Yep you won! Lol! I have maybe about a 8 year old ABA block that I bought because I needed the Forged Crank for my 058 engine. 




nater said:


> ^^^^ this guy has my (very used) 3.6L head gasket and valve cover gaskets!


Lol! That's how he knows that a 3.2 cylinder head won't fit on a 3.6 bottom. Lol


----------



## need_a_VR6 (May 19, 1999)

un1ko said:


> Lol! That's how he knows that a 3.2 cylinder head won't fit on a 3.6 bottom. Lol


It's hard to figure things out with having things to figure things out with... or I am a hoarder... or both are true. 

For the record I scanned the HG for a specific reason :wave:


----------



## un1ko (Apr 6, 2004)

need_a_VR6 said:


> It's hard to figure things out with having things to figure things out with... or I am a hoarder... or both are true.
> 
> For the record I scanned the HG for a specific reason :wave:



Lol! I'm a hoarder too!! My wife wants to kill me know that we are moving. My garage is full of parts, my closet is full of t-shirts, pants, jackets like from late 90s.


----------



## need_a_VR6 (May 19, 1999)

The last time I moved I paid flat rate for a moving service. They didn't figure the garage would be that hard. An entire extra truck on them. Whoops.


----------



## un1ko (Apr 6, 2004)

need_a_VR6 said:


> The last time I moved I paid flat rate for a moving service. They didn't figure the garage would be that hard. An entire extra truck on them. Whoops.


Lol! I should definitely do that!


----------



## need_a_VR6 (May 19, 1999)

un1ko said:


> Lol! I should definitely do that!


Best money I never spent. Funniest part is that I moved all the big/heavy/dirty things out already.


----------



## Royal769sr (Jul 28, 2013)

Update?? Are you in Vegas? 

Sent from my SGH-M919 using Tapatalk


----------



## un1ko (Apr 6, 2004)

Royal769sr said:


> Update?? Are you in Vegas?
> 
> Sent from my SGH-M919 using Tapatalk


Yeah I'm in Vegas. As for this, I'm going to wait because I want to finish my current build. Later I'll buy the engine and then figure out in what car I install it.


----------



## Royal769sr (Jul 28, 2013)

un1ko said:


> Yeah I'm in Vegas. As for this, I'm going to wait because I want to finish my current build. Later I'll buy the engine and then figure out in what car I install it.

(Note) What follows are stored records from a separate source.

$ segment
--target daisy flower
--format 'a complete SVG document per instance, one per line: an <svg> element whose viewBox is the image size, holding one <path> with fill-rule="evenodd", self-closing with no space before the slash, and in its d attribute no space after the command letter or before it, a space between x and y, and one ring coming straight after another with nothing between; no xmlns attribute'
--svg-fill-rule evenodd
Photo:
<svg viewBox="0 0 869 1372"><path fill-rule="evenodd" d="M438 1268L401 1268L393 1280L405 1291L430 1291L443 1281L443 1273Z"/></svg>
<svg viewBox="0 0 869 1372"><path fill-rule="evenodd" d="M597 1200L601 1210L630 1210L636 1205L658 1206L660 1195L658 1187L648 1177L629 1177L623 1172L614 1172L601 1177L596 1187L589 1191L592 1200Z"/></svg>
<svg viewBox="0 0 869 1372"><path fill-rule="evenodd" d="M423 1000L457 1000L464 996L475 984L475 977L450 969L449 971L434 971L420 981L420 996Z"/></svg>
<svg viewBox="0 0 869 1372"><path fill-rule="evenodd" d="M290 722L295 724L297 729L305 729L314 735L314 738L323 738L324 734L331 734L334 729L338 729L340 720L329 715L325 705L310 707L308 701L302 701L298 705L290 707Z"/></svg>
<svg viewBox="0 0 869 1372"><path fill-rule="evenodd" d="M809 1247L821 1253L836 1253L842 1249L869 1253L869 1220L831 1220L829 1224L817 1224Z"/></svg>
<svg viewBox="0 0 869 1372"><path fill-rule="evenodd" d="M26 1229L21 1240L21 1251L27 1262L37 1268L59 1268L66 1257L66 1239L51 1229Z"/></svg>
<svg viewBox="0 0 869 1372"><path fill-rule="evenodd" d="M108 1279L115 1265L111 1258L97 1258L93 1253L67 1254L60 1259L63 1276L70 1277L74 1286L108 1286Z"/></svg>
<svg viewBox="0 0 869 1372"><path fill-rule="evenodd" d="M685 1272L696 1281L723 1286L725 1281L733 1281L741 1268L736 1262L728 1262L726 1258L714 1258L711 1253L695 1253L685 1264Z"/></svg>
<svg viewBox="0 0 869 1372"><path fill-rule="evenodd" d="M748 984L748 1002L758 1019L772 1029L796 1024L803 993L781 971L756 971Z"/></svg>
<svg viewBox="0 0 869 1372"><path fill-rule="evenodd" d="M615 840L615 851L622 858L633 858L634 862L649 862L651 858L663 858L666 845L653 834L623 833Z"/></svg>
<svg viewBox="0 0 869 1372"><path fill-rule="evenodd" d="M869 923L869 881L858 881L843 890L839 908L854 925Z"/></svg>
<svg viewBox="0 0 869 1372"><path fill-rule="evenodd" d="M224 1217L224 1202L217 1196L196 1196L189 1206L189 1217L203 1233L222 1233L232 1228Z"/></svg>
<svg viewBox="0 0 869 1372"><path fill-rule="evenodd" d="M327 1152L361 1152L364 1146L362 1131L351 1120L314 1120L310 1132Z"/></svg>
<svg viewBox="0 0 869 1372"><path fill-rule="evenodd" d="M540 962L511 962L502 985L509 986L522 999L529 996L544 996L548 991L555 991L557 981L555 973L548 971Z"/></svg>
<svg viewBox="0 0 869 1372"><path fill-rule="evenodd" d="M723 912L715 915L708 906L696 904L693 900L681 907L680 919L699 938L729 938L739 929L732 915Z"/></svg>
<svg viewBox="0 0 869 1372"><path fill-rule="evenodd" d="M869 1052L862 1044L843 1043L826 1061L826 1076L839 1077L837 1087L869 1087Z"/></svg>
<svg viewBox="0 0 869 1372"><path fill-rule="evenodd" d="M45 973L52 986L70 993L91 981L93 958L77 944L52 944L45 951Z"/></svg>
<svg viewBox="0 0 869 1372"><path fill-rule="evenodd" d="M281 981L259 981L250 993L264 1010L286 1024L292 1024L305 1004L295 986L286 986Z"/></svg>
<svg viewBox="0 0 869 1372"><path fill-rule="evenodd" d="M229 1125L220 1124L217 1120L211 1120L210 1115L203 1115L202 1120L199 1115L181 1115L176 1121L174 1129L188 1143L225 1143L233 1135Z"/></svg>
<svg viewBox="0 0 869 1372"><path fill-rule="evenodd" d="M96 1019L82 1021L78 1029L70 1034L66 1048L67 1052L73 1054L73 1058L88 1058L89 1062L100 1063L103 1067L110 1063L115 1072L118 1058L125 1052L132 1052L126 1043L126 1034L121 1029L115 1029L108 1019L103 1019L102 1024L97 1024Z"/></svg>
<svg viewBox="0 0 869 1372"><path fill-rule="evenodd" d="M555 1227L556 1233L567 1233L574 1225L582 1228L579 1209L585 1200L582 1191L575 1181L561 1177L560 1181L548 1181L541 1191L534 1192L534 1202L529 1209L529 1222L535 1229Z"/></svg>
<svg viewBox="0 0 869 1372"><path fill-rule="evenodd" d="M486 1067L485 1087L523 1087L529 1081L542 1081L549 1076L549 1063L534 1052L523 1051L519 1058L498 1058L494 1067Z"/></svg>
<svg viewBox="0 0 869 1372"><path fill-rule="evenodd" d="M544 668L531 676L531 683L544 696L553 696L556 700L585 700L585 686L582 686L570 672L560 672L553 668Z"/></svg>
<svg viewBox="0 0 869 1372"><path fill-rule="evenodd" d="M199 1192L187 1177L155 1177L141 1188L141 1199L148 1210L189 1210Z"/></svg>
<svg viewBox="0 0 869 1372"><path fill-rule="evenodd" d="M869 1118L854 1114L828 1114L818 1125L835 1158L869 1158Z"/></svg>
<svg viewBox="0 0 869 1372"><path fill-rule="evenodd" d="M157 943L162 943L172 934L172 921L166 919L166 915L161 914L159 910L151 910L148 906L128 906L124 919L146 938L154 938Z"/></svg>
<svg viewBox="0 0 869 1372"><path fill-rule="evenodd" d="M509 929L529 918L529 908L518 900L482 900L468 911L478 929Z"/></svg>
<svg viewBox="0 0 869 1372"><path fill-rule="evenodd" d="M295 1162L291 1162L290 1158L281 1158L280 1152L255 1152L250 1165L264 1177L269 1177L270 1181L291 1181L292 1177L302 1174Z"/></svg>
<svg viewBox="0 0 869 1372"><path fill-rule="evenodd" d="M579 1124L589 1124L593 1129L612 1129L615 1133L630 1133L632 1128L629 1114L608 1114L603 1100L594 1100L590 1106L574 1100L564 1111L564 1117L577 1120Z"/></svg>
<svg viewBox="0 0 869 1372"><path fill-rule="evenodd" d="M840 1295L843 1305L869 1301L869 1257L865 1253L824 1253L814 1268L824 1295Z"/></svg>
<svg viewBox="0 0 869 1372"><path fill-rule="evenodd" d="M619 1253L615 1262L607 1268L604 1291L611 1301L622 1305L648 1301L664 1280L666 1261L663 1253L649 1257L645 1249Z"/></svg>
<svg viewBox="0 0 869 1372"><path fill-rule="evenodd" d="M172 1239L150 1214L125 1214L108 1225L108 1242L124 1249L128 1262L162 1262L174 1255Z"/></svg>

Cool what's the current project 

Sent from my SGH-M919 using Tapatalk


----------



## un1ko (Apr 6, 2004)

Royal769sr said:


> Cool what's the current project
> 
> Sent from my SGH-M919 using Tapatalk



Sorry for the delay. Here's an old post of my build - http://forums.vwvortex.com/showthread.php?6017311-Audi-S4-with-a-2.0T-heart-Build

Later I will update it. I've been more on facebook than here lately.


----------